Lots more variation than we got with the autoencoder.  Next, let's try to find the movies that load most heavily on each of the latent featres.  We'll use a very similar function to what we used with the autoencoder.

In [None]:
movies_decomp_df = pd.DataFrame(data=movies_decomp,index=ratings_table_use.index) 

In [None]:
def interp_feature_nmf(feature_num, top_n):
    
    # First, get the top_n movie ID's for this node
    top_n_movies = movies_decomp_df.ix[:,feature_num].sort_values(ascending=False)[:top_n].index.values
    
    # Second, find the movie names corresponding to those movieIDs
    print(movies.ix[top_n_movies,0])

In [None]:
for feature_num in range(50):
    print("Feature " + str(feature_num))
    interp_feature_nmf(feature_num,10)
    print("\n")

It looks like NMF is doing a better job than the autoencoder.  The most popular movies aren't popping up over and over, and there generally seems to be genre associated with some of the features.

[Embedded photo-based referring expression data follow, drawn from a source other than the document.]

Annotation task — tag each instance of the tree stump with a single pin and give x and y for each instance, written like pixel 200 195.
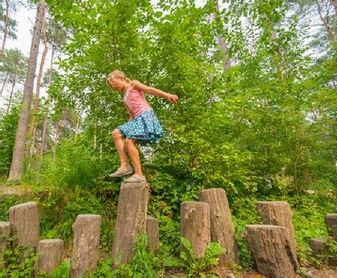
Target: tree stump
pixel 152 231
pixel 318 246
pixel 86 244
pixel 274 254
pixel 277 213
pixel 50 253
pixel 131 220
pixel 196 225
pixel 24 220
pixel 222 228
pixel 5 233
pixel 331 222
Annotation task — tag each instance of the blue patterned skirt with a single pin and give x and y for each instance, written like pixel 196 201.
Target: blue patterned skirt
pixel 145 128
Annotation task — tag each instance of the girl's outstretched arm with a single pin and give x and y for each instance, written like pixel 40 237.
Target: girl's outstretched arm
pixel 155 92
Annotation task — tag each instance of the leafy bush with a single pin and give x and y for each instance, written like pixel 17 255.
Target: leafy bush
pixel 8 124
pixel 19 261
pixel 74 164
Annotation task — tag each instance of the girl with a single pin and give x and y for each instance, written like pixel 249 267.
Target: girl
pixel 143 126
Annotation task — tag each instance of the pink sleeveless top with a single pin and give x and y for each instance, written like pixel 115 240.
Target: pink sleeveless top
pixel 135 102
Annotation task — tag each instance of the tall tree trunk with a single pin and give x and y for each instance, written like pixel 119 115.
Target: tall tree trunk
pixel 33 126
pixel 16 170
pixel 5 31
pixel 326 25
pixel 46 119
pixel 223 46
pixel 11 96
pixel 334 4
pixel 77 128
pixel 3 85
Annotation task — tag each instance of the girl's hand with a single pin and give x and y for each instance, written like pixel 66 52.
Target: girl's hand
pixel 172 98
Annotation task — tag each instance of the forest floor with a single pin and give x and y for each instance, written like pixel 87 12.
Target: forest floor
pixel 310 272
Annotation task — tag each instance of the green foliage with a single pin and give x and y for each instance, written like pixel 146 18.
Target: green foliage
pixel 74 164
pixel 143 264
pixel 8 124
pixel 62 271
pixel 308 219
pixel 19 261
pixel 193 265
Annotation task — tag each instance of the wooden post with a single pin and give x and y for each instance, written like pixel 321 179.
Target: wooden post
pixel 24 220
pixel 277 213
pixel 273 252
pixel 50 253
pixel 85 254
pixel 196 225
pixel 131 215
pixel 152 231
pixel 331 222
pixel 5 233
pixel 222 228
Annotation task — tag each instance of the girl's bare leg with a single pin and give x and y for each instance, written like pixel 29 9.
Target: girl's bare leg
pixel 120 146
pixel 134 155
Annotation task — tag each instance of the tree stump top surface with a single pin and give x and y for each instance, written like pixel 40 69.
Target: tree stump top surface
pixel 88 216
pixel 4 224
pixel 264 226
pixel 24 205
pixel 213 189
pixel 272 202
pixel 194 203
pixel 151 218
pixel 132 185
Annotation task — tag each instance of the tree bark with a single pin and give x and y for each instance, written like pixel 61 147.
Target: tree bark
pixel 16 170
pixel 196 225
pixel 36 106
pixel 24 219
pixel 3 85
pixel 152 231
pixel 5 31
pixel 85 254
pixel 46 119
pixel 11 96
pixel 272 250
pixel 5 233
pixel 222 228
pixel 334 4
pixel 131 217
pixel 331 222
pixel 50 254
pixel 280 214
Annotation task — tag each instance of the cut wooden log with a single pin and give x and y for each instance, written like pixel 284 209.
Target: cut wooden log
pixel 331 222
pixel 222 228
pixel 50 254
pixel 5 233
pixel 152 231
pixel 131 220
pixel 196 225
pixel 85 254
pixel 277 213
pixel 24 220
pixel 273 252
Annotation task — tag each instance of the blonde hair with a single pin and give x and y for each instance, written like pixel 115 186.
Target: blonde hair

We'll now repeat the t-SNE + k-Means analysis using the 50-dimensional latent representation for the movies.

In [None]:
k_mns_NMF = KMeans(n_clusters=num_clusters, n_init=10).fit(movies_decomp)

In [None]:
k_mns_NMF.labels_

In [None]:
TSNE_embed_NMF = TSNE(n_components=2, random_state=0)
TSNE_embed_NMF = TSNE_embed_NMF.fit_transform(movies_decomp)

In [None]:
TSNE_embed_NMF.shape

In [None]:
color=cm.rainbow(np.linspace(0,1,num_clusters))

fig = plt.figure()
fig.set_figheight(15)
fig.set_figwidth(15)
ax = fig.add_subplot(111)

for clust in range(num_clusters):
    ax.scatter(TSNE_embed_NMF[k_mns_NMF.labels_==clust,0],TSNE_embed_NMF[k_mns_NMF.labels_==clust,1], c=color[clust], label='Cluster '+str(clust))
    
plt.legend(loc='upper right')
plt.show()

In [None]:
# Re-run t-SNE projecting into 3 dimensions
TSNE_embed_3_NMF = TSNE(n_components=3, random_state=0)
TSNE_embed_3_NMF = TSNE_embed_3_NMF.fit_transform(movies_decomp) 

In [None]:
# Plot the movies in 3-d space
fig = plt.figure()
fig.set_figheight(15)
fig.set_figwidth(15)
ax = fig.add_subplot(111, projection='3d')
for clust in range(num_clusters):
    ax.scatter(TSNE_embed_3_NMF[k_mns_NMF.labels_==clust,0],TSNE_embed_3_NMF[k_mns_NMF.labels_==clust,1], TSNE_embed_3_NMF[k_mns_NMF.labels_==clust,2], c=color[clust], label='Cluster '+str(clust))
plt.legend(loc='upper left')
plt.show()

In conclusion, it seems like the NMF's latent features make more sense, but don't do as good of a job at separating the movies.  The autoencoder, at least from what we can tell from the t-sne representation, more clearly separates the movies, but the hidden nodes are harder to interpret.  In either case, we should continue refining our analysis.